Luminark: Training-free, Probabilistically-Certified Watermarking for General Vision Generative Models
Jiayi Xu 1, Zhang Zhang 1, Yuanrui Zhang 1, Ruitao Chen 1, Yixian Xu 1, Tianyu He 2, Di He 1
Published on arXiv
2601.01085
Output Integrity Attack
OWASP ML Top 10 — ML09
Key Finding
Luminark achieves probabilistically-certified watermark detection with exponentially low false positive rates and strong robustness against common image transformations across nine generative models, while substantially outperforming prior certified methods on image quality.
Luminark
Novel technique introduced
In this paper, we introduce \emph{Luminark}, a training-free and probabilistically-certified watermarking method for general vision generative models. Our approach is built upon a novel watermark definition that leverages patch-level luminance statistics.
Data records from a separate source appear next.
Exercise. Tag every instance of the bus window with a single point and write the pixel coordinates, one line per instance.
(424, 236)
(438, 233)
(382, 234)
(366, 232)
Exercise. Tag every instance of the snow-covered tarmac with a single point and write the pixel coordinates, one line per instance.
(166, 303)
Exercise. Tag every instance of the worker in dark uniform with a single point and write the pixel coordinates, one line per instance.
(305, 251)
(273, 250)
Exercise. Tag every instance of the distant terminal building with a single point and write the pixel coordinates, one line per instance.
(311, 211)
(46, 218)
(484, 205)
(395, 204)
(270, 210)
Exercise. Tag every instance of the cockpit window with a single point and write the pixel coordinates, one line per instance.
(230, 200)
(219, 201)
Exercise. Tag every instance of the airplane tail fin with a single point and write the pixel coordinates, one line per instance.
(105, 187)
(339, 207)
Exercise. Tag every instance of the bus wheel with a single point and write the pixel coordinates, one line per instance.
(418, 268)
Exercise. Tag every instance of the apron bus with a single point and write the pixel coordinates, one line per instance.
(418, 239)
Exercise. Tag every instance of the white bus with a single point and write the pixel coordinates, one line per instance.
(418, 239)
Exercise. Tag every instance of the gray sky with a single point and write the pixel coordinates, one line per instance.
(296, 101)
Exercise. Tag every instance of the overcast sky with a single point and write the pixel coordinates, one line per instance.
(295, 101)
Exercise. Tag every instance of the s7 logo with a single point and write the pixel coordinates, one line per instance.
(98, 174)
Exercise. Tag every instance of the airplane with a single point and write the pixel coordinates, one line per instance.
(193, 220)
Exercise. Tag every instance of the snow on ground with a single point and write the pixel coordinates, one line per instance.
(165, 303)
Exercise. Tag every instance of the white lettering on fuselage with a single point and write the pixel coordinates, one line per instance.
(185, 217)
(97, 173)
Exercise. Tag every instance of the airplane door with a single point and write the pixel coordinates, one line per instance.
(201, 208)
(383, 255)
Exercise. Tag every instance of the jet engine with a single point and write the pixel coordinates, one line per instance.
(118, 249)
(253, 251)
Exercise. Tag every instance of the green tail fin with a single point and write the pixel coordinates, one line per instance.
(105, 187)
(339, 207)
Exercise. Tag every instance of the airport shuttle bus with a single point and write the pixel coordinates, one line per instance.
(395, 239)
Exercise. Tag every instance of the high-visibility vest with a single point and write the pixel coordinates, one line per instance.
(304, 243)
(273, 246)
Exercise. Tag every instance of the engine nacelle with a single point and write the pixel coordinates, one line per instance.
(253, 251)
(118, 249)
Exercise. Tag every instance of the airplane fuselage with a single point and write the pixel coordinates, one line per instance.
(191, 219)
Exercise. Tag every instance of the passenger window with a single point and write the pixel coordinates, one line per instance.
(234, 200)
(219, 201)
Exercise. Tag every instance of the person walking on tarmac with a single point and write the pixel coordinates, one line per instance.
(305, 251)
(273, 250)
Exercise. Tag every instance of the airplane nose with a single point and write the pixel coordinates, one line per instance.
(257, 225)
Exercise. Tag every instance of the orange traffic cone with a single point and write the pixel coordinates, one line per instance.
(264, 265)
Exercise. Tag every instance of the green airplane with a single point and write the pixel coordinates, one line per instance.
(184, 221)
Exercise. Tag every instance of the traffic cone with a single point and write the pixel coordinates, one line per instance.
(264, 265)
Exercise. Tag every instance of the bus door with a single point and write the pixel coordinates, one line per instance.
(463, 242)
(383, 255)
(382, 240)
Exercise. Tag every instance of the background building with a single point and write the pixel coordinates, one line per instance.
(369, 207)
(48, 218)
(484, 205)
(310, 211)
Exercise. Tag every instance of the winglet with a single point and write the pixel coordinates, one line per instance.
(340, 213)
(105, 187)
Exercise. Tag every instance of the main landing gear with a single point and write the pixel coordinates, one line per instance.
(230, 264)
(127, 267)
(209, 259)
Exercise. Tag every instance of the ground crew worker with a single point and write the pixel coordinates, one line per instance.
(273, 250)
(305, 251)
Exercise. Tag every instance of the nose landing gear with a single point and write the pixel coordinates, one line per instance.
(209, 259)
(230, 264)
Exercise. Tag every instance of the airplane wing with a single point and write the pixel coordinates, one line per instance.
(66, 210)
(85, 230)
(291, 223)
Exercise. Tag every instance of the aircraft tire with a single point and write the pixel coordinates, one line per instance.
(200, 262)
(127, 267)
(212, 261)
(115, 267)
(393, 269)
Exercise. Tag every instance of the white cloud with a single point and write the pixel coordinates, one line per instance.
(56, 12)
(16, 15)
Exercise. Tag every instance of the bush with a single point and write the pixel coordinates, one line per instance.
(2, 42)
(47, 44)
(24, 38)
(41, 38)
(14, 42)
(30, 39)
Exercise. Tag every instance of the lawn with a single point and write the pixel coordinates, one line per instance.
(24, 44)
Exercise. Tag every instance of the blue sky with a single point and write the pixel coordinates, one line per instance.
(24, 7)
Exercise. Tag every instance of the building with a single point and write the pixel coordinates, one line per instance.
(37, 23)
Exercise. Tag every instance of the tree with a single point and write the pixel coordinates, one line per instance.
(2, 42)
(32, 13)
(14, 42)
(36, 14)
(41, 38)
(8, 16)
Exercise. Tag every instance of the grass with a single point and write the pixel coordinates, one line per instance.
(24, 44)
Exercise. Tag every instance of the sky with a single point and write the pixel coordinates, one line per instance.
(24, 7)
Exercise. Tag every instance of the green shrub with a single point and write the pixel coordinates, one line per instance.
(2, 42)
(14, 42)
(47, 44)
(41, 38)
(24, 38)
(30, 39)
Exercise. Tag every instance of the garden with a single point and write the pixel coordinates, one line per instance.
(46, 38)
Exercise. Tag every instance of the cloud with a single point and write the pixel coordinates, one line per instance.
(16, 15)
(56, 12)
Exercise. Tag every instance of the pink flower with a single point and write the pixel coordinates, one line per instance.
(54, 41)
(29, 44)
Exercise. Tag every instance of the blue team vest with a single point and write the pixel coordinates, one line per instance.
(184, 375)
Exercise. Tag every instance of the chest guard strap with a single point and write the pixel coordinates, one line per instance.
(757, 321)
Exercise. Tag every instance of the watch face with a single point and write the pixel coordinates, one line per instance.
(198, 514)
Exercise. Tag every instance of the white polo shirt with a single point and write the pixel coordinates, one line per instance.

Specifically, the service provider predefines a binary pattern together with corresponding patch-level thresholds. To detect a watermark in a given image, we evaluate whether the luminance of each patch surpasses its threshold and then verify whether the resulting binary pattern aligns with the target one. A simple statistical analysis demonstrates that the false positive rate of the proposed method can be effectively controlled, thereby ensuring certified detection. To enable seamless watermark injection across different paradigms, we leverage the widely adopted guidance technique as a plug-and-play mechanism and develop the \emph{watermark guidance}. This design enables Luminark to achieve generality across state-of-the-art generative models without compromising image quality. Empirically, we evaluate our approach on nine models spanning diffusion, autoregressive, and hybrid frameworks. Across all evaluations, Luminark consistently demonstrates high detection accuracy, strong robustness against common image transformations, and good performance on visual quality.
Key Contributions
- Novel patch-level luminance binary-pattern watermark definition with mathematically certified false-positive rate control.
- Training-free 'watermark guidance' injection mechanism that generalizes as a plug-and-play module across diffusion, autoregressive, and hybrid generative frameworks.
- Empirical evaluation across nine state-of-the-art vision generative models demonstrating high detection accuracy, transformation robustness, and preserved image quality.
🛡️ Threat Analysis
Embeds watermarks in model OUTPUT images (not model weights) to prove content provenance and enable detection of AI-generated imagery — classic output integrity / content watermarking.